Ms. Jones read a portion some ways into her novel. I found it delightful for two reasons. First, her flair for reading. She inflected in a way befitting the scene and characters. (I hope I can do as well reading aloud from my own work!) Secondly, it proved quite nice to hear a part that dealt with characters from the story of Pan that I did not have in my novel. (Tinker Bell and Captain Hook) I mean that in the sense of hearing more about these two, as I could not provide it or work with them in my own tale. Ms. Jones did them more than justice.
Afterward, I approached her and introduced myself (and my work.) Fortunately, she’d been just as eager to discuss Barrie. We talked of various versions, found we shared a common interest in remaining true to his work, the process of writing and shared tidbits we’d learned along the way. Let me tell you, just being able to share thoughts with someone who is as obsessive in admiration of Barrie’s genius proved quite thrilling.
I have begun Hook & Jill… and I very much like it so far. What Ms. Jones has done is intriguing and commendable. I explained this last post, but I have further information. This work is not an extension of Peter Pan in either direction. It’s not meant to continue the story. Rather, it is the same story… sort of. You see, she (and I say for the sake of description only) glossed over the events of the Darling's nursery when Peter Pan came back for his shadow. For she did not need to or intend to retell what Barrie already achieved. Instead she is playing a "What If?" game later on in the events in the Neverland, inspired by the P.J. Hogan film. Unlike Spielberg’s “What If?” which, in my opinion, undermines the very fabric of the story (to say nothing of its major contradictions.) I won’t spoil the “What If?” of Ms. Jones, but suffice to say it seems Peter Pan will not be very happy with Wendy in an ironic twist.

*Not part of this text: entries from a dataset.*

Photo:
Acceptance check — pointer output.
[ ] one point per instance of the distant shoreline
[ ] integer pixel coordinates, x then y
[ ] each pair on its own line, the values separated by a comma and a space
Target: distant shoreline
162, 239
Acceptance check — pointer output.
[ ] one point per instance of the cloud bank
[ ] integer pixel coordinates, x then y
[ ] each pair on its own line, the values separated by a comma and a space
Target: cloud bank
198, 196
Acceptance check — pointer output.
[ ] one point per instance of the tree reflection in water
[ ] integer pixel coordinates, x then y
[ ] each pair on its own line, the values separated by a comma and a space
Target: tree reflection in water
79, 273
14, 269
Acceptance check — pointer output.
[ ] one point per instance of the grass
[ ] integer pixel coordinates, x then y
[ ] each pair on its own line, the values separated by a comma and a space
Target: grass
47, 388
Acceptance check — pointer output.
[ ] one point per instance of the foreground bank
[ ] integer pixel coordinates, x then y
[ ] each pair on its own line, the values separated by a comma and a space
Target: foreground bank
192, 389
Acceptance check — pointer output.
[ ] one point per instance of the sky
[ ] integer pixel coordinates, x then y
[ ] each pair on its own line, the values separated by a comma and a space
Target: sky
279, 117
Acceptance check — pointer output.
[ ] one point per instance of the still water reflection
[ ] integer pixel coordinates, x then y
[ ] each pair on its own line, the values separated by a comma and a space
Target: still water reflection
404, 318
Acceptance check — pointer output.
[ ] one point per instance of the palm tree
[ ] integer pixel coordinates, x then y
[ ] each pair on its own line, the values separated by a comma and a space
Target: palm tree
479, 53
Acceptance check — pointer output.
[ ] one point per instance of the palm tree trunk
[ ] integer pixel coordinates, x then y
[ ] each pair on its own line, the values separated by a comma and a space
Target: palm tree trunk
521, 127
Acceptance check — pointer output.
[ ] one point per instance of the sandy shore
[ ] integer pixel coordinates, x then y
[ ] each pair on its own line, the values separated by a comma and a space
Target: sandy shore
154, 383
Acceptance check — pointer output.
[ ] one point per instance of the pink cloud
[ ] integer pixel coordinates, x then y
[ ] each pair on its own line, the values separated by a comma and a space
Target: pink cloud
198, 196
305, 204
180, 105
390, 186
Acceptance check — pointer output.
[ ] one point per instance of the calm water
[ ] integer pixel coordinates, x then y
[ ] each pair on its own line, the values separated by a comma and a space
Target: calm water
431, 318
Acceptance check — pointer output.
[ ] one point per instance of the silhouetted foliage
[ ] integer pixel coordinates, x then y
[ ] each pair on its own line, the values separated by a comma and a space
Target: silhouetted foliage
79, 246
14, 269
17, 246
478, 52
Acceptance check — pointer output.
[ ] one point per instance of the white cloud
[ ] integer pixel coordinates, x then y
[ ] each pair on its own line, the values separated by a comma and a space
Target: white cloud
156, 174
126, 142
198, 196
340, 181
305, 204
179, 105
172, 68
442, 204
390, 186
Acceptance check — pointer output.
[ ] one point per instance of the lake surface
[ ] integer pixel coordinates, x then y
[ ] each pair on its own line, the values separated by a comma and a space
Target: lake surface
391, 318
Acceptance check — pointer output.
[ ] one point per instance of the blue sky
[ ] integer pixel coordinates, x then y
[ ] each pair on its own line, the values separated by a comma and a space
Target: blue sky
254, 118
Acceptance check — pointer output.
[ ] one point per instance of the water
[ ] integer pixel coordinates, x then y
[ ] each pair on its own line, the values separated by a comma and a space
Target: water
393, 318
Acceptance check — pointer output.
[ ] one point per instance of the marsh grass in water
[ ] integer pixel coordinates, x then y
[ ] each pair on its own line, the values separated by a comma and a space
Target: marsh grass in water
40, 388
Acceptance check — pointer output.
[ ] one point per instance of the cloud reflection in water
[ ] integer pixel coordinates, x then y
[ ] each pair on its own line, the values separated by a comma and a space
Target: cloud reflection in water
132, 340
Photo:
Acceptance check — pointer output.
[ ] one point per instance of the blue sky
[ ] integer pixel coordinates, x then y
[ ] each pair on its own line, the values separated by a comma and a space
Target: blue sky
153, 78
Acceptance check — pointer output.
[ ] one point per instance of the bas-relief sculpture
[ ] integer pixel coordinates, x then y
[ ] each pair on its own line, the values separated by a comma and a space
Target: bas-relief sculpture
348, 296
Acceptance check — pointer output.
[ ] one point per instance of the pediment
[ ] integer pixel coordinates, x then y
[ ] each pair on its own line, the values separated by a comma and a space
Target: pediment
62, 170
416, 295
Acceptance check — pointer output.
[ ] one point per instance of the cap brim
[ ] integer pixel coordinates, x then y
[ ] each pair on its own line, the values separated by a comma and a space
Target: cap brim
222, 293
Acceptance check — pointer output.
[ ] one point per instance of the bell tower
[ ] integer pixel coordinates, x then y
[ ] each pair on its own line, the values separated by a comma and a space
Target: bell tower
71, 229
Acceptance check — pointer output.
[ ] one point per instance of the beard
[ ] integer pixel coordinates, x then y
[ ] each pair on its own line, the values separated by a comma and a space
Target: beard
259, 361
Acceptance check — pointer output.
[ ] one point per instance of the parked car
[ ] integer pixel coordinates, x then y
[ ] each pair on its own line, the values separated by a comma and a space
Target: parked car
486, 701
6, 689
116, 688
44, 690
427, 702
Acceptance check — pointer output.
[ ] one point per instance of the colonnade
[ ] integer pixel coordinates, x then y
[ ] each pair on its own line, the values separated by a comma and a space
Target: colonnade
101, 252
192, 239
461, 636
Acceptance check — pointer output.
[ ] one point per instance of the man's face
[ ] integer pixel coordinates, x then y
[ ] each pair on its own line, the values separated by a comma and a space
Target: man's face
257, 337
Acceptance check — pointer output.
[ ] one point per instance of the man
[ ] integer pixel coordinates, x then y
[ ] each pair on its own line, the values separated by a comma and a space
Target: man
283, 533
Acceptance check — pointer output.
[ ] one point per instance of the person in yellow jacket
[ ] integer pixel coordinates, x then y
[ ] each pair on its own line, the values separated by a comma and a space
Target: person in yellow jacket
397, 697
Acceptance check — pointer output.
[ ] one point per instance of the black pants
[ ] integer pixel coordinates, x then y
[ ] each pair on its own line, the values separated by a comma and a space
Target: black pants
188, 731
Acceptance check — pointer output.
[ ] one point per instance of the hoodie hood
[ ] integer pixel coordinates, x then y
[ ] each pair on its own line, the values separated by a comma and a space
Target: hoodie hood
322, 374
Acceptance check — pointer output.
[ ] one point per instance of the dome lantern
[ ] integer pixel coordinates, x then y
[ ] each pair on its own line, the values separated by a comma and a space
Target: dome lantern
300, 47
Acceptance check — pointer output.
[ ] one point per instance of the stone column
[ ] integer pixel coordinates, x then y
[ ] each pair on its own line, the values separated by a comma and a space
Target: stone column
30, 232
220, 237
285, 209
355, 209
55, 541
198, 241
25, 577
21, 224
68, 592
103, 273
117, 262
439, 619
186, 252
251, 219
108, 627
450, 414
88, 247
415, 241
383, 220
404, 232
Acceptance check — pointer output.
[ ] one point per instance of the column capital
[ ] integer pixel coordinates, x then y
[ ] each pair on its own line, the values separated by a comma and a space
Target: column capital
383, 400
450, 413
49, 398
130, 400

I did ask Ms. Jones about the idea of the Neverland being “darker” this time around. Apparently, that’s just a “marketing” issue. For she, too, sees and appreciates the dual-sided nature of the island. Sure, it’s charming, happy and beautiful…but not always! Glad to know she’s just as immersed in Barrie. As for the other question I raised... I'll let you to discover the answer yourself.
I also liked the fact that her “love” is Captain Hook. In this way, we are like the dual nature inherent in the story and characters. (For I, as can probably be inferred, gravitate toward Pan.)
I’m looking forward to not only finish reading her book, but to chat and visit with her more.
All the best to you, Andrea Jones!
(Sorry about the very bad pun for the title... it's just one of those "had to"s)
Pan's at Yet Another Window...
WARNING: Hook & Jill is not a novel for children, as Ms. Jones will be quick to say herself. This adventure explores the grown-up side of Barrie’s tale.